The next day, Spurlock sits down for a few questions about the documentary. He is friendly, enthusiastic, defensive, cunning. In the movie, the filmmaker travels to Fez, Cairo, Amman and Jerusalem, which are not exactly scary places (unless you're trapped in a tour bus). In Israel, he goes to the border of the Gaza Strip, but does not enter. Why?
"Oh, you can't get into Gaza," he says. But don't news correspondents go there all the time? "It would have been nice to go into Gaza and speak to some people there, but it would have been incredibly dangerous," Spurlock says.

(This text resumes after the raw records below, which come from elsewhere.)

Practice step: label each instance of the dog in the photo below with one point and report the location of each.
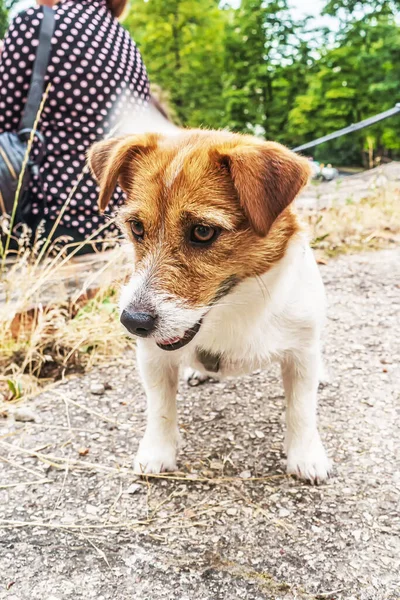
(224, 280)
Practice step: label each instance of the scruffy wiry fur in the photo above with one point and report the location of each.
(255, 294)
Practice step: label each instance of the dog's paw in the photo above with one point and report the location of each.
(155, 457)
(194, 378)
(308, 460)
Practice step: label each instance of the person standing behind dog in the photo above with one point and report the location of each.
(97, 76)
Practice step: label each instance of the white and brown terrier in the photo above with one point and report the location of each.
(224, 280)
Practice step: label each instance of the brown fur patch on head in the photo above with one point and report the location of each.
(240, 185)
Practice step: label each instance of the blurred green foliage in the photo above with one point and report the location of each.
(256, 69)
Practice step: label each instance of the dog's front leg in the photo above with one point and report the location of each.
(306, 456)
(158, 448)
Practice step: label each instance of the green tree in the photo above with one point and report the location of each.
(265, 66)
(354, 80)
(182, 45)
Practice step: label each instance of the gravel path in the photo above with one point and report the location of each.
(76, 523)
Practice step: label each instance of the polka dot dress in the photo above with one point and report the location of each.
(96, 77)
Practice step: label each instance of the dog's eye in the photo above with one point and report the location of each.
(137, 228)
(203, 234)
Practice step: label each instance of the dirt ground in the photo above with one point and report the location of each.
(75, 523)
(351, 188)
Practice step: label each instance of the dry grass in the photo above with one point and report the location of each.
(371, 224)
(56, 318)
(52, 324)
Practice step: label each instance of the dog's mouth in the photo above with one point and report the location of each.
(180, 342)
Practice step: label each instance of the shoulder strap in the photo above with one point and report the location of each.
(39, 70)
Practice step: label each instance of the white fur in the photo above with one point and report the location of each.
(275, 317)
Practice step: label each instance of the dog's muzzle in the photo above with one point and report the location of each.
(138, 323)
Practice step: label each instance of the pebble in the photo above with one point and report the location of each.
(245, 474)
(25, 414)
(133, 488)
(97, 388)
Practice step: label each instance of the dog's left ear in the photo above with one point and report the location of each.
(267, 178)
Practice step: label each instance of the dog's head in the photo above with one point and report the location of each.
(204, 210)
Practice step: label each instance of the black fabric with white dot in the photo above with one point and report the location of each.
(97, 76)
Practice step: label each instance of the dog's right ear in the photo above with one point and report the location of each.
(112, 161)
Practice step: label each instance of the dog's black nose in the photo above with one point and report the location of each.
(138, 323)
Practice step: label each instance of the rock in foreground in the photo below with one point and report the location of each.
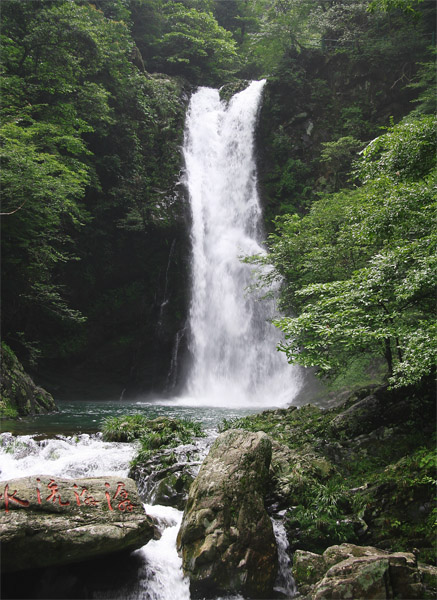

But if bin Laden and al-Qaeda are anything, are they not, you know, dangerous? The movie begins with Spurlock undergoing hostile-environment training (how to duck from a grenade; survive kidnapping; dress a head wound), though the roughest treatment he got was from an elderly Hasidic man in Jerusalem, who shoves him and tells him to go home. "I didn't feel like I was in danger in Fez or Casablanca," Spurlock says. "But you can't deny the fact that since 2003 there have been suicide bombs that killed over 50 people. There is the potential to be killed even in Morocco by homegrown terrorist cells." Okay. . .
He continues: "When we were at the Gaza border, the Israeli tanks were firing on Gaza, and from Gaza they were shooting Kassam rockets out. That was pretty harrowing. I don't think we hype the danger factor when they're firing Kassam rockets at a town a kilometer away. I think that's real violence."